Так думал я, и праведный пыл горел во мне. Много было следов, очень много, и я видел, что они ничуть не изгладились за прошедшее после процессов время. Я записывал тщательно все, что говорилось, чтобы разобраться потом в Москве, не поддаваясь, конечно, эмоциям тех или других, имея, однако, свидетельства из первых рук.
Некоторые из тех свидетельств уже вошли в «Высшую меру» (все они могут быть подтверждены документально), о других я постараюсь еще сказать, но все больше и больше я понимал, что главное было даже не в этих конкретностях. Главное — в тех обобщениях, которые уже напрашивались. Так тем более, тем — более…
Да, самое страшное, удручающее впечатление произвел на всех третий процесс. Он выглядел наиболее солидным внешне — по числу свидетелей, по длительности, от него ждали справедливости после второго, где начало истинному разбору дела было как будто бы положено, люди еще не успели по-настоящему разочароваться. Но они не знали, какой мастер в лице Бойченко взялся за фабрикацию материала, не ведали, сколь ревностный и « добросовестный » служащий выступит в роли председательствующего на этом суде. Служащий не богу, разумеется, — бога Наталья Гурьевна, судя по всему, давно отринула, не каким-то общечеловеческим абстракциям типа «добро», «любовь» и тому подобной «евангельской белиберде», не людям — что такое люди вообще перед светом высокой Идеи, горящей, очевидно, перед внутренним взором судьи, которая, как выяснилось потом, была в то время парторгом Верховного суда Туркмении? Гордилась, очевидно, Наталья Гурьевна той ролью, которую она исполняла верно и честно!

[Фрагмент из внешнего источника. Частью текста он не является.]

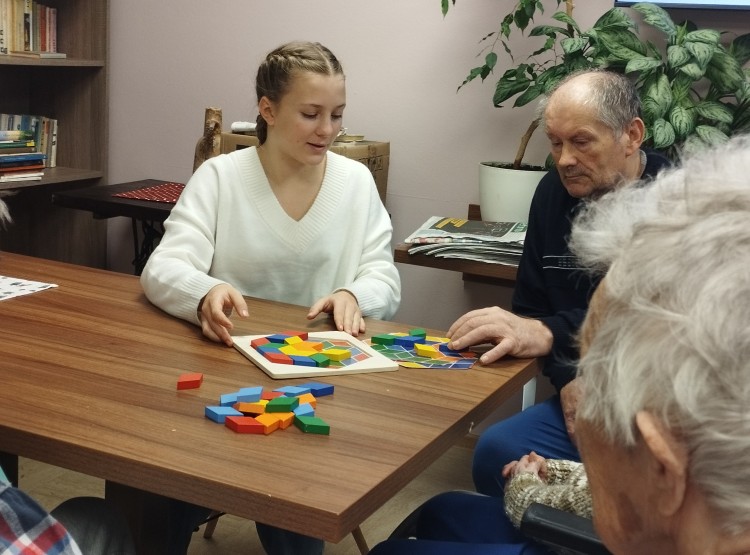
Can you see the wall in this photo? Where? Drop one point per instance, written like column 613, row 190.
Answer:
column 172, row 59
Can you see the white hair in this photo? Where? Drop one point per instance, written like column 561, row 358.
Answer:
column 673, row 337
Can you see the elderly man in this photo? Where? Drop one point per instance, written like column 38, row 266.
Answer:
column 595, row 132
column 664, row 419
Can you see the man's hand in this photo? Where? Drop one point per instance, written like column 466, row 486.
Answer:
column 570, row 394
column 214, row 311
column 345, row 310
column 511, row 334
column 528, row 463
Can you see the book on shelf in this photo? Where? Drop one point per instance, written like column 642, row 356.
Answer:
column 17, row 147
column 39, row 54
column 28, row 28
column 491, row 242
column 5, row 20
column 39, row 131
column 13, row 134
column 21, row 176
column 23, row 157
column 52, row 144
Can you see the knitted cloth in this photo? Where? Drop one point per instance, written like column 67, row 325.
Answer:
column 566, row 488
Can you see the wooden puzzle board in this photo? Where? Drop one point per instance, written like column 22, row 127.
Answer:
column 364, row 358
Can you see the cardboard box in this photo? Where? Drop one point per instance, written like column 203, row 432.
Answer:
column 373, row 154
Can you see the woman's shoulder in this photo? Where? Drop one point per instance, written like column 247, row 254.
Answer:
column 353, row 169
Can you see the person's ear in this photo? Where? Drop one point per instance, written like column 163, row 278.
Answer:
column 635, row 134
column 267, row 110
column 666, row 463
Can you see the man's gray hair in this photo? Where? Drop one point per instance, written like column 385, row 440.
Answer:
column 613, row 97
column 674, row 337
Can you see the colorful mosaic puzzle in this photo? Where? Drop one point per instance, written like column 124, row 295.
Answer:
column 300, row 354
column 416, row 349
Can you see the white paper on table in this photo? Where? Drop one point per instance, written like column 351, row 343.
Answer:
column 14, row 287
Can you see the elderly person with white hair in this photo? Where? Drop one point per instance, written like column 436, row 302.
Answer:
column 664, row 421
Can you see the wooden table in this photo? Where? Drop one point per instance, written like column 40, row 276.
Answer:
column 89, row 373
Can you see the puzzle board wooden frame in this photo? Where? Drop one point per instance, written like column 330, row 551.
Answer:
column 375, row 362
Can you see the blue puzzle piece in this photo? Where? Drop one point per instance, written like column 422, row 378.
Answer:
column 228, row 399
column 301, row 360
column 249, row 394
column 305, row 409
column 219, row 414
column 293, row 390
column 318, row 389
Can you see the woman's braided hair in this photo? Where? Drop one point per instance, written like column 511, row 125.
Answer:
column 277, row 70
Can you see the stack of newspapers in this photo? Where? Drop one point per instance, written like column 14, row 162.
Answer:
column 493, row 242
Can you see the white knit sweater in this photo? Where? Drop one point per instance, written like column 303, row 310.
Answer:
column 228, row 227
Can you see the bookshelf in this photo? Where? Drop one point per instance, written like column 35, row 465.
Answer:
column 73, row 90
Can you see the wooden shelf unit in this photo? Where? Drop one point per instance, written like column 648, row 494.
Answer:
column 74, row 91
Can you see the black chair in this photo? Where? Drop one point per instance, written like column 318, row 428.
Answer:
column 562, row 531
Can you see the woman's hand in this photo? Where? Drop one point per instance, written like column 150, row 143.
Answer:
column 344, row 308
column 215, row 309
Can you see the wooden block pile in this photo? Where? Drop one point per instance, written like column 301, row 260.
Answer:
column 255, row 410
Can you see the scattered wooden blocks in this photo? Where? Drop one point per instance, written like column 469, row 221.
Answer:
column 269, row 411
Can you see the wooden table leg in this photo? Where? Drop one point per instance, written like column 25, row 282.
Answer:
column 9, row 464
column 146, row 513
column 359, row 537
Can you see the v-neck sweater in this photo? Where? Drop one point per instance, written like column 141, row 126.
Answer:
column 228, row 227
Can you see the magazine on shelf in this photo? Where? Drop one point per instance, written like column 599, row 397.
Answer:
column 440, row 229
column 491, row 242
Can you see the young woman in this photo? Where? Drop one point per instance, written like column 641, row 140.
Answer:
column 288, row 221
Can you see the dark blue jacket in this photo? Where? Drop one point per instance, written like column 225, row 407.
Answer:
column 551, row 286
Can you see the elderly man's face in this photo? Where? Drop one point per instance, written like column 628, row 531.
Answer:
column 620, row 489
column 589, row 157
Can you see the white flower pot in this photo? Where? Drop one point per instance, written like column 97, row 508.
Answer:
column 505, row 194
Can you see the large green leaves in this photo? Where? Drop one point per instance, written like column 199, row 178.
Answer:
column 693, row 88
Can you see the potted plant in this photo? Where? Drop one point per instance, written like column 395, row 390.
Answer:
column 693, row 88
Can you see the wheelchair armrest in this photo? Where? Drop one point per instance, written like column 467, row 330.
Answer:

Да ведь и правда: если встать на определенную позицию, то что же это такое вообще, непонятно какие, случайные, никем не организованные люди, собравшиеся в зале суда (такие, в частности, как Люда, Алла, Юрий Тихонов, Василий Железнов, не говоря уже о Каспарове)? Разве стоят они чего-нибудь сами по себе?
Господствовало Служение Делу, и, мне казалось, я очень образно представлял себе ход мысли Натальи Гурьевны Милосердовой — все выстраивалось логично. Она представляла честь мундира, она руководствовалась пользой дела, а не «эмпирическими» рассуждениями о правде… Столько раз, очевидно, читала и слышала она о том, что смотреть на все нужно исключительно с «классовых» позиций, а они с Клименкиным и всеми, кто его защищает, явно же принадлежат к разным… Ну, не классам, конечно, а просто идейная устремленность, несомненно же, равная у них, вернее, у тех-то нет вообще никакой устремленности. Кто он такой, Клименкин? Несознательный, неразвитый, «условник». Одним словом — тормоз. На пути к нашей высокой цели. Так что… некоторые издержки тут вполне оправданы. Честь мундира, авторитет судебной системы республики, точнее, советской судебной системы, несоизмеримо важнее. Нам вредит каждая наша ошибка, а следовательно… Как можно меньше говорить об ошибках! Для пользы дела. Можно ради этого кое-чем (кое-кем) и пожертвовать. В конце концов и теми, кто защищает преступника…
Однако именно эта, неорганизованная, безыдейная, стихийная сила восстала против Натальи Гурьевны и разрушила четкое, полезное построение ее судебного разбирательства… Сумела-таки разрушить! Так, может быть, совесть личная дана человеку не просто так, что-то изначальное в ней все же есть, пренебрегать ею даже во имя дела, подменяя какой-либо «групповой» совестью, рискованно?..
Люда, Алла, Юрий Тихонов, Каспаров вспоминали детали процесса — вспыхивали непогасшие искры, — и постепенно вырисовывалась довольно яркая картина.
Один из свидетелей, Салахутдинов, пьяница запойный, «деклассированный элемент», алиментщик, зависимый от милиции по всем статьям, тщательно, разумеется, ею подготовленный, говорил все, что требовалось (он был одним из участников опознания). Но вот прокурор Виктор Петрович пережал: «Чего мнешься! Ты не темни, ты давай правду говори до конца, все, как было, а не то, сам знаешь…»
И сработало неучтенное:
— Да ты что на меня кричишь? Что ты кричишь на меня! — сорвался Салахутдинов. — Я всю правду скажу!
И началось…
— Меня Ахатов научил, что говорить надо, он на машине ко мне приезжал, уговаривал…
Вот она, природа человеческая, жестокие судьи! Трудно нам, живым людям, без правды, лгать мы можем, конечно, но до известного предела. Затронешь в нас сокровенное, и не выдержим, сорвемся. Природу свою человеческую выпустим на свободу, а уж тогда извините… Можете вы нас запутать, но… Ваши установки — одно, жизнь — другое.